Le médecin s'impose cette course comme un mouvement de la conscience. Sans cette course, la folie gagne la tête. Le corps résiste, la lettre déchirée en mille morceaux pour reprendre la lutte même si, en-dessous, il a peur peur que son fils se soit compromis dans les horribles expériences sur les limites humaines avec les médecins-soldats bourreaux. espace domestique détruit

La conscience est un équilibre entre l'immensément grand : la baleine, la bombe, la peinture et l'immensément petit : les bactéries vues au microscope. Le cinéma sauve le monde, les pères sauvent le monde, la science sauve le monde équilibre sans doute pas des contraires mais des poids face à l'identique. Il rassemble autour de lui une humanité de déclassés : une jeune prostituée, un bonze alcoolique, un chirurgien morphinomane et une tenancière de bar à geishas au grand cœur.

Sous cette course folle se met en place un tissu symbolique qui donne du poids à la psychologie des personnages. Un flash back explique la situation de la mère de Sonoko, obligée de travailler comme geisha pour subvenir aux besoins de la famille et imposant à sa fille un " pasdebaizegratis " qu'elle ne comprendra qu'un peu plus tard mais marquera durablement ses relations amoureuses sous le signe de l'argent. Subissant durement l'opprobre des villageois, elle décide d'arrêter ce métier mais doit se résoudre à le reprendre deux fois contre sa volonté pour rendre service à la tenancière du bar ou à la mère de son ami d'enfance, persuadée que si son fils reste puceau, il mourra au combat.

La mue de Sonoko, transfigurée par son amour pour Agaki sera donc lente et sa pêche sur le fleuve la nuit puis son bain dans la mer après avoir fait l'amour avec son ami d'enfance sont comme des étapes purificatrices.

Agaki d'abord vu au travers des yeux de ses patients semble un charlatan avant que sa visite à Tokyo auprès des éminences universitaires n'en révèle le talent et l'abnégation. Difficile de ne pas voir dans son triomphe lors de cette assemblée ce que Immamura a pu représenter lui-même dans le cinéma japonais. Dans les années soixante, il a été ce cinéaste mal élevé en opposition avec Ozu dont il a été l'assistant. Et si Oshima était un samouraï, disait-il, il se disait lui paysan.. Comme pour Agaki, pour lui, la sagesse c'est la mort d'où la nécessité de la course.

En creux de ce grand spectacle ressurgit l'intime.

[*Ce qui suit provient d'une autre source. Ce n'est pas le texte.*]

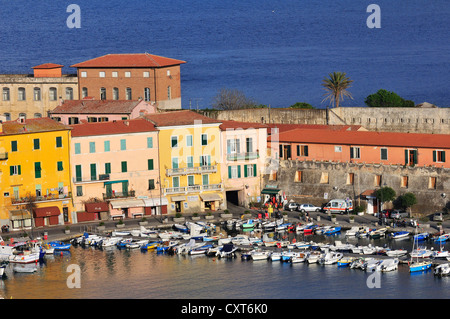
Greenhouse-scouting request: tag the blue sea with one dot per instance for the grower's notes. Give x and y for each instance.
(276, 52)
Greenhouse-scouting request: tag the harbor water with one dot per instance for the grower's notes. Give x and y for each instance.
(132, 274)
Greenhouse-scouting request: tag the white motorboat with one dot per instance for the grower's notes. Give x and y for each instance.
(442, 270)
(386, 265)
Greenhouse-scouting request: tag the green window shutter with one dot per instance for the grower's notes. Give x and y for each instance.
(37, 169)
(150, 164)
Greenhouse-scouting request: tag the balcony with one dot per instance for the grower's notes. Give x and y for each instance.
(242, 156)
(114, 194)
(191, 170)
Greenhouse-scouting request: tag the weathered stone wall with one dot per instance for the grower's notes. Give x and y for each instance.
(311, 190)
(414, 120)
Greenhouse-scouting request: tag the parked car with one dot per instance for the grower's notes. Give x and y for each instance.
(291, 206)
(398, 214)
(308, 208)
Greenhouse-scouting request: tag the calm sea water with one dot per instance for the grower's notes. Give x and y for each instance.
(276, 52)
(125, 274)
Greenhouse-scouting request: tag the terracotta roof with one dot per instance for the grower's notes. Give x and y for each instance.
(136, 60)
(174, 118)
(365, 138)
(230, 124)
(35, 125)
(96, 107)
(47, 66)
(113, 127)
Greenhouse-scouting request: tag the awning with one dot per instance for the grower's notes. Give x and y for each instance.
(151, 202)
(178, 198)
(210, 197)
(270, 191)
(46, 211)
(96, 207)
(127, 203)
(19, 214)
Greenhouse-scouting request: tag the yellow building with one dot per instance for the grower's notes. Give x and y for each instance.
(34, 173)
(189, 157)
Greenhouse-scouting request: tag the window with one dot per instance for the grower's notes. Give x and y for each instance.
(36, 144)
(439, 156)
(383, 154)
(91, 147)
(37, 94)
(377, 180)
(37, 170)
(79, 190)
(432, 182)
(302, 150)
(53, 94)
(69, 94)
(102, 94)
(404, 182)
(123, 144)
(15, 170)
(174, 141)
(298, 176)
(146, 94)
(204, 139)
(350, 178)
(21, 94)
(128, 95)
(189, 140)
(149, 142)
(355, 152)
(77, 148)
(150, 164)
(115, 93)
(5, 94)
(324, 178)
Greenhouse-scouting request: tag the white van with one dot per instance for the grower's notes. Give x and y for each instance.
(339, 206)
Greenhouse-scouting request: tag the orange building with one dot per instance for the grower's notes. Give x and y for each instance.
(130, 77)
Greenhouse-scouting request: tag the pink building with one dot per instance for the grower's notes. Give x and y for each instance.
(76, 111)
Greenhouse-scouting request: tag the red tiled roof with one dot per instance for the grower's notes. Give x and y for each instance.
(96, 106)
(365, 138)
(35, 125)
(113, 127)
(136, 60)
(47, 66)
(184, 117)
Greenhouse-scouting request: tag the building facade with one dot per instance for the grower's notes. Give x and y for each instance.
(115, 167)
(35, 188)
(143, 76)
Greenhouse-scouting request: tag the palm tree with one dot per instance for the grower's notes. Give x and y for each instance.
(336, 86)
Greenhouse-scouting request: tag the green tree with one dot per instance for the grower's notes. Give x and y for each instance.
(336, 86)
(384, 98)
(301, 105)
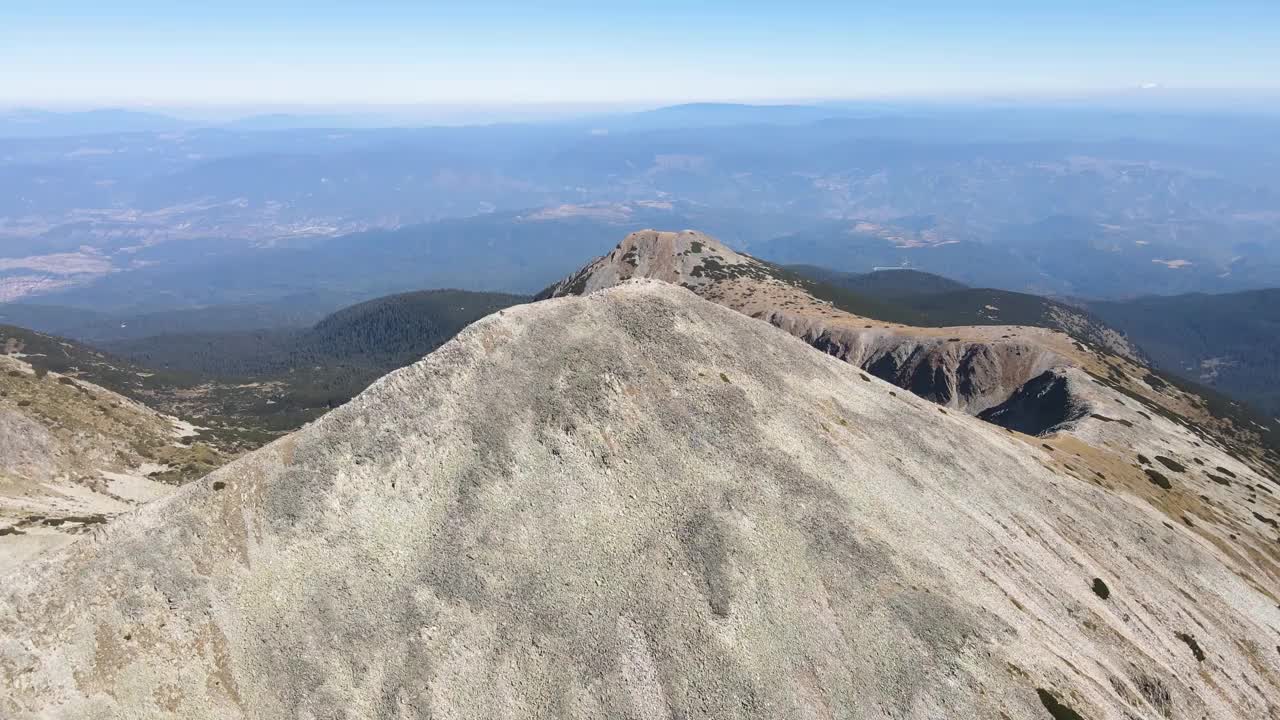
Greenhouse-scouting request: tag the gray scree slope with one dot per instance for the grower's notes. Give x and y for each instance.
(638, 504)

Agaki est peut-être parti en province pour fuir le lieu où son grand amour est mort. Treize ans après sa diparition, il est toujours veuf bien qu'ayant été un grand séducteur. Les applaudissements off de la vieille femme qu'il a délaissée pour la science viennent comme un contrepoint cruel à ce que l'on avait d'abord pris comme son triomphe.

Relèvent du burlesque, la répétition du même diagnostique, le mort qui se réveille pour s'assurer qu'Ogaki prendra soin de sa fille, l'œuf introduit dans le vagin de Sonoko par le client fou se coiffant de l'abat-jour… puis Sonoko refusant l'œuf au petit déjeuner du lendemain et enfin le cadavre déterré pour récupérer un foie. A ce grotesque, gage de vie, s'oppose la bagarre entre Piet et son bourreau, vus comme des insecte, du haut de la cheminée de l'usine.